Which Machine Is Conscious? (by guest blogger Teed Rockwell)
The following thought experiment ended up in my online paper “The Hard Problem Is Dead, Long Live the Hard Problem”.
It was first sent out to the Cognitive Questions mailing list, and received the following replies from a variety of interesting people.
Let us suppose that the laboratories of Marvin Minsky and Rodney Brooks get funded well into the middle of the next century. Each succeeds spectacularly at its stated goal, and completely stays off the other's turf.
The Minskians invent a device that can pass every possible variation on the Turing test.
It has no sense organs and no motor control, however. It sits stolidly in a room, and is only aware of what has been typed into its keyboard. Nevertheless, anyone who encountered it in an internet chatroom would never doubt that they were communicating with a perceptive intelligent being. It knows history, science, and literature, and can make perceptive judgments about all of those topics. It can write poetry, solve mathematical word problems, and make intelligent predictions about politics and the stock market. It can read another person's emotions from their typed input well enough to figure out what are emotionally sensitive topics and artfully changes the subject when that would be the best for all concerned. It makes jokes when fed straight lines, and can recognize a joke when it hears one. And it plays chess brilliantly.

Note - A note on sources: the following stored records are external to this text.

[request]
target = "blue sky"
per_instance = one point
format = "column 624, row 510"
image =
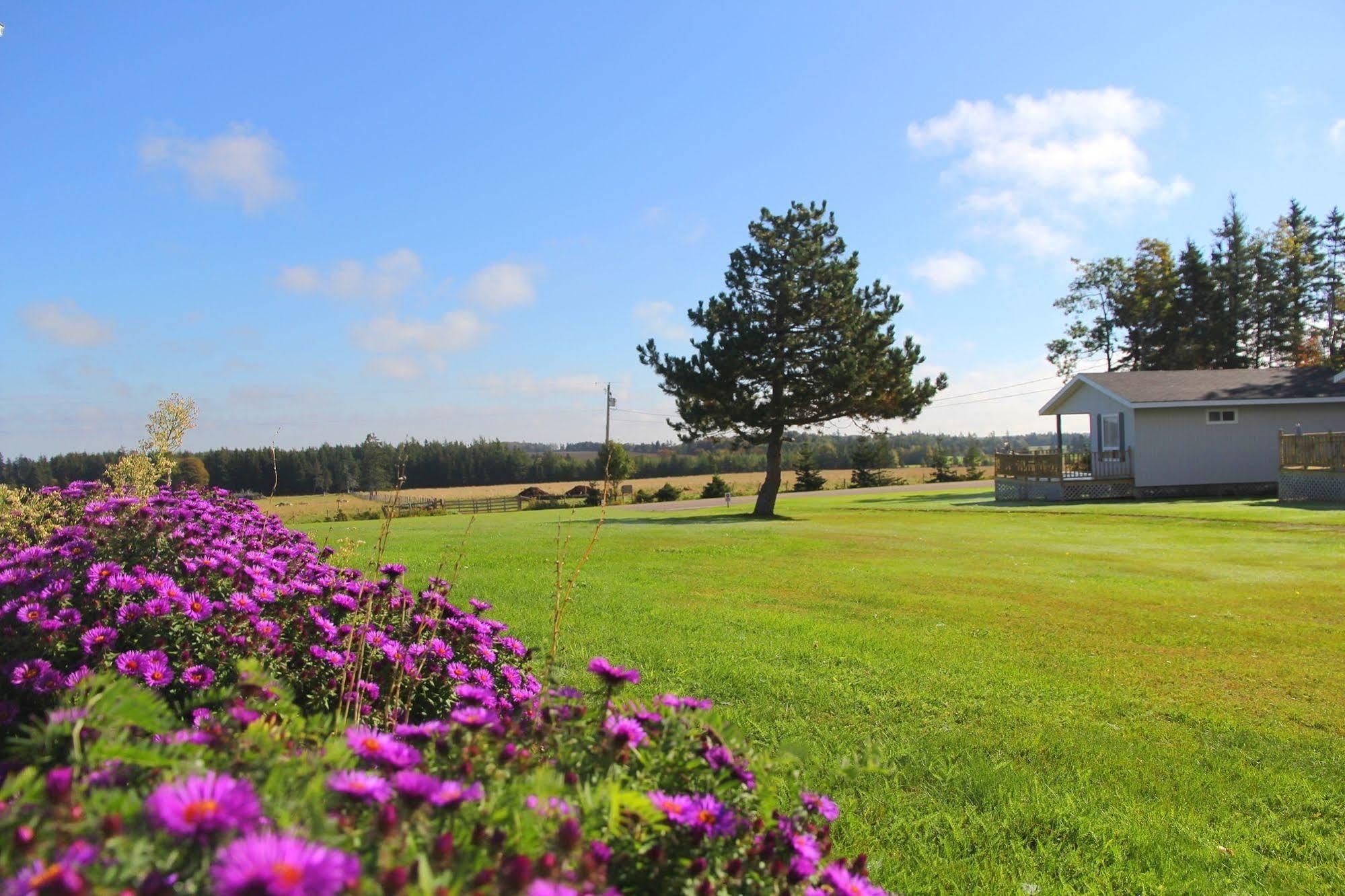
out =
column 449, row 221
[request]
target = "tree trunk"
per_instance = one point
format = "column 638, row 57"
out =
column 771, row 485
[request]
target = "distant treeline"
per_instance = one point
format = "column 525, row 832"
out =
column 1272, row 298
column 432, row 465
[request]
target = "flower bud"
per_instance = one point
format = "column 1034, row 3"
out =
column 394, row 881
column 58, row 784
column 568, row 836
column 444, row 847
column 515, row 874
column 386, row 820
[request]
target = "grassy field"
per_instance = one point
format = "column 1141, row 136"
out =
column 314, row 508
column 1110, row 698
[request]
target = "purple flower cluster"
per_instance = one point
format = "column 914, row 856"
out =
column 211, row 579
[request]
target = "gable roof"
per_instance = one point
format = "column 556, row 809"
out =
column 1186, row 388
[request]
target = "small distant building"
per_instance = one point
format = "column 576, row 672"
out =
column 1164, row 434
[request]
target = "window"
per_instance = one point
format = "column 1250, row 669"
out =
column 1109, row 438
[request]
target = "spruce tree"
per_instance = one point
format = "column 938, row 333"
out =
column 806, row 474
column 1300, row 270
column 1153, row 333
column 1332, row 306
column 1095, row 295
column 869, row 458
column 1234, row 271
column 793, row 342
column 1196, row 306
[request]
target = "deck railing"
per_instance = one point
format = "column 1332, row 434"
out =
column 1060, row 466
column 1312, row 451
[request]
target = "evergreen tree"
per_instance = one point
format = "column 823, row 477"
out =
column 191, row 473
column 806, row 474
column 1155, row 332
column 793, row 342
column 1097, row 293
column 373, row 465
column 1234, row 271
column 1196, row 313
column 1300, row 270
column 1332, row 306
column 974, row 459
column 614, row 462
column 871, row 458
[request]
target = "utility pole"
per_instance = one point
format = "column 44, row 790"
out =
column 611, row 403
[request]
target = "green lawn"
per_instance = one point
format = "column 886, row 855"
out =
column 1110, row 698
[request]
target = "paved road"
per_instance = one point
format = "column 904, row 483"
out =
column 748, row 501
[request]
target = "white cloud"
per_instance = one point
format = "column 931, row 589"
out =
column 949, row 271
column 662, row 320
column 393, row 368
column 1038, row 166
column 241, row 165
column 388, row 278
column 530, row 384
column 1338, row 135
column 65, row 324
column 499, row 286
column 455, row 332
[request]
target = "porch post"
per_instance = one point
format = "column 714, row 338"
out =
column 1060, row 447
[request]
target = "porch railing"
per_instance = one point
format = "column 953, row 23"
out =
column 1060, row 466
column 1312, row 451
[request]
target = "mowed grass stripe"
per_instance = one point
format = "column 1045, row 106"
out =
column 1093, row 699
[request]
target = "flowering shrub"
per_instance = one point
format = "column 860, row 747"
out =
column 264, row 781
column 210, row 579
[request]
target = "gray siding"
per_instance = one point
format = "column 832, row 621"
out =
column 1176, row 447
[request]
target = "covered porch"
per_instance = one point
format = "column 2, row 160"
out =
column 1106, row 470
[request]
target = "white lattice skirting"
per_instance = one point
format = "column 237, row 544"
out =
column 1324, row 486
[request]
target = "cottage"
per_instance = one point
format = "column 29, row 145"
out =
column 1160, row 434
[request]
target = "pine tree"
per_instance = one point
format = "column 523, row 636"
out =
column 1196, row 311
column 871, row 458
column 1300, row 270
column 1234, row 271
column 1153, row 336
column 1091, row 305
column 1332, row 306
column 806, row 474
column 793, row 342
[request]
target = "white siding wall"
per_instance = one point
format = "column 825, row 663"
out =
column 1176, row 447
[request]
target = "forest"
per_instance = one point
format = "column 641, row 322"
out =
column 371, row 465
column 1272, row 298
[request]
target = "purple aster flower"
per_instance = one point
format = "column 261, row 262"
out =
column 195, row 607
column 614, row 676
column 198, row 676
column 100, row 575
column 381, row 749
column 281, row 866
column 157, row 673
column 846, row 883
column 203, row 805
column 626, row 733
column 820, row 804
column 30, row 675
column 452, row 794
column 472, row 716
column 362, row 786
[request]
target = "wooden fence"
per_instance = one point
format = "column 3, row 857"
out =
column 1060, row 466
column 1312, row 451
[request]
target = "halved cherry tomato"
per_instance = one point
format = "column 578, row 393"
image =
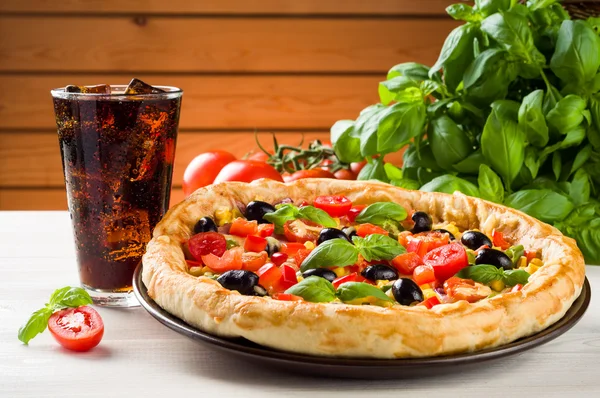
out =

Meanwhile, Rodney Brooks' lab has developed a mute robot that can do anything a human artist or athlete can do.
It has no language, neither spoken or internal language-of-thought, but it uses vector transformations and other principles of dynamic systems to master the uniquely human non-verbal abilities. It can paint and make sculptures in a distinctive artistic style. It can learn complicated dance steps, and after it has learned them can choreograph steps of its own that extrapolate creatively from them. It can sword fight against master fencers and often beat them, and if it doesn't beat them it learns their strategies so it can beat them in the future. It can read a person's emotions from her body language, and change its own behavior in response to those emotions in ways that are best for all concerned. And, to make things even more confusing, it plays chess brilliantly.
The problem that this thought experiment seems to raise is that we have two very different sets of functions that are unique and essential to human beings, and there seems to be evidence from Artificial Intelligence that these different functions may require radically different mechanisms. And because both of these functions are uniquely present in humans, there seems to be no principled reason to choose one over the other as the embodiment of consciousness. This seems to make the hard problem not only hard, but important. If it is a brute fact that X embodies consciousness, this could be something that we could learn to live with. But if we have to make a choice between two viable candidates X and Y, what possible criteria can we use to make the choice?
For me, at least, any attempt to decide between these two possibilities seems to rub our nose in the brute arbitrariness of the connection between experience and any sort of structure or function. So does any attempt to prove that consciousness needs both of these kinds of structures. (Yes, I know I'm beginning to sound like Chalmers. Somebody please call the Deprogrammers!) This question seems to be in principle unfalsifiable, and yet genuinely meaningful. And answering a question of this sort seems to be an inevitable hurtle if we are to have a scientific explanation of consciousness.